— Vous en chargez-vous, Madame ?
— Oui, à une condition.
— Laquelle ?
— C’est que je l’accompagnerai.
— Jusqu’au bout ?
— Jusqu’au bout.
— Cela présentera des difficultés, parce que les femmes ne sont pas embarquées à bord des navires de l’État, et…
— Alors je ne dis pas un mot pour le voyage, au contraire.
— Parlez-en toujours, nous verrons à arranger la difficulté. »
Le soir même, le projet du grand voyage était mis sur le tapis entre mon mari et moi, et obtenait l’unanimité de nos deux consentements.
Le lendemain nous annonçâmes notre départ à nos amis.

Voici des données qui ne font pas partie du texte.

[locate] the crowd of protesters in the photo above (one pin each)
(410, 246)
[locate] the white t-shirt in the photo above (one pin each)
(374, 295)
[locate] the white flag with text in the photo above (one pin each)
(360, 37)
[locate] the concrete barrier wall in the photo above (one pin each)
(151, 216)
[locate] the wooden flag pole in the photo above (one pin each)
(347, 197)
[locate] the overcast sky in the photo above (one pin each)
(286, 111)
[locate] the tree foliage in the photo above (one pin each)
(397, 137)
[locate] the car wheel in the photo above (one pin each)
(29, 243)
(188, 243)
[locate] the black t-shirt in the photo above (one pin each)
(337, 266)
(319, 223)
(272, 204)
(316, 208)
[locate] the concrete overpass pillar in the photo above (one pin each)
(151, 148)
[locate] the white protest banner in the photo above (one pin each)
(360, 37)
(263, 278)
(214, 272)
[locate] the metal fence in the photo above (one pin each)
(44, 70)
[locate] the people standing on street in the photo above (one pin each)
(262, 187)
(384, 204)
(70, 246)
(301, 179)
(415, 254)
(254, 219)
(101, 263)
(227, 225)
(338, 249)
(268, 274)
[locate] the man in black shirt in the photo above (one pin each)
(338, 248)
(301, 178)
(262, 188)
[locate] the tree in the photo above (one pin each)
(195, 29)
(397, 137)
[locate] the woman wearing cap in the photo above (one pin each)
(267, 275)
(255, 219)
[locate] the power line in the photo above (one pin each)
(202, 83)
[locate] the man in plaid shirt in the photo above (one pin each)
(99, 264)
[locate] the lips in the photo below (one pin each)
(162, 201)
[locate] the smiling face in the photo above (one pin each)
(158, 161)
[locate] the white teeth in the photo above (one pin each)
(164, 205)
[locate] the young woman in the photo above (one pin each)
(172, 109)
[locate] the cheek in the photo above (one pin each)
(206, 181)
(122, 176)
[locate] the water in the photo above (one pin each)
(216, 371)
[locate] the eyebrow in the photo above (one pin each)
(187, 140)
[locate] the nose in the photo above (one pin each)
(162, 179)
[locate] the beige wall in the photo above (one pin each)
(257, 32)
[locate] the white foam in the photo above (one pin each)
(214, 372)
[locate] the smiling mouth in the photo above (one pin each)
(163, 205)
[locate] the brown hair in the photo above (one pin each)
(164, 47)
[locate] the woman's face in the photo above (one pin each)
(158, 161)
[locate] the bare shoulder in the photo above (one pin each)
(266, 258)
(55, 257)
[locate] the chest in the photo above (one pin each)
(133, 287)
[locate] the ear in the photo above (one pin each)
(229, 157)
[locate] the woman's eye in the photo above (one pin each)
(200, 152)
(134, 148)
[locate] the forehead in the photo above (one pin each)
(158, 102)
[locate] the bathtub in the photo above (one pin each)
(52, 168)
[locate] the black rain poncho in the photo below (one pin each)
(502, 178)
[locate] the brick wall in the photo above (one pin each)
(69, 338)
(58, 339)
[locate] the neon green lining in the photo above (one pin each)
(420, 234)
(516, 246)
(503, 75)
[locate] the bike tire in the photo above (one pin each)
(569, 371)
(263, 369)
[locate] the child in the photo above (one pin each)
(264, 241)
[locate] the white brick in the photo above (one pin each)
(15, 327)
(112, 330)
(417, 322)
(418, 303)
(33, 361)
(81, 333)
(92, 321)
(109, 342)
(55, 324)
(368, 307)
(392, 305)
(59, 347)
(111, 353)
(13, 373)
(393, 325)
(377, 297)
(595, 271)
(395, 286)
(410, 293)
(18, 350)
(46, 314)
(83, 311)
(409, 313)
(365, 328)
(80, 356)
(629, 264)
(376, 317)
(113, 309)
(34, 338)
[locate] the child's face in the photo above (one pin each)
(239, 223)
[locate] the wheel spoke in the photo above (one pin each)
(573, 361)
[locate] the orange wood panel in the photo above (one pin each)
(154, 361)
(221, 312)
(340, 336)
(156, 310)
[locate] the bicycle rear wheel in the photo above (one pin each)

Ce fut un tolle désapprobatif :
« Quelle folie ! me disait-on, vous allez revenir laide.
— Pourquoi donc ?
— Des pays affreux ; et puis vous êtes trop jeune et trop délicate pour les fatigues d’un tel voyage ; attendez, au moins.
— Non ; d’abord l’occasion ne se représenterait pas ; ensuite, plus tard, je puis avoir des enfants et n’aurai plus alors le droit d’exposer ma vie dans des aventures.
— À votre âge on va au bal et non au pôle.
— L’un n’empêche pas l’autre ; si je reviens, j’aurai tout le temps d’aller au bal.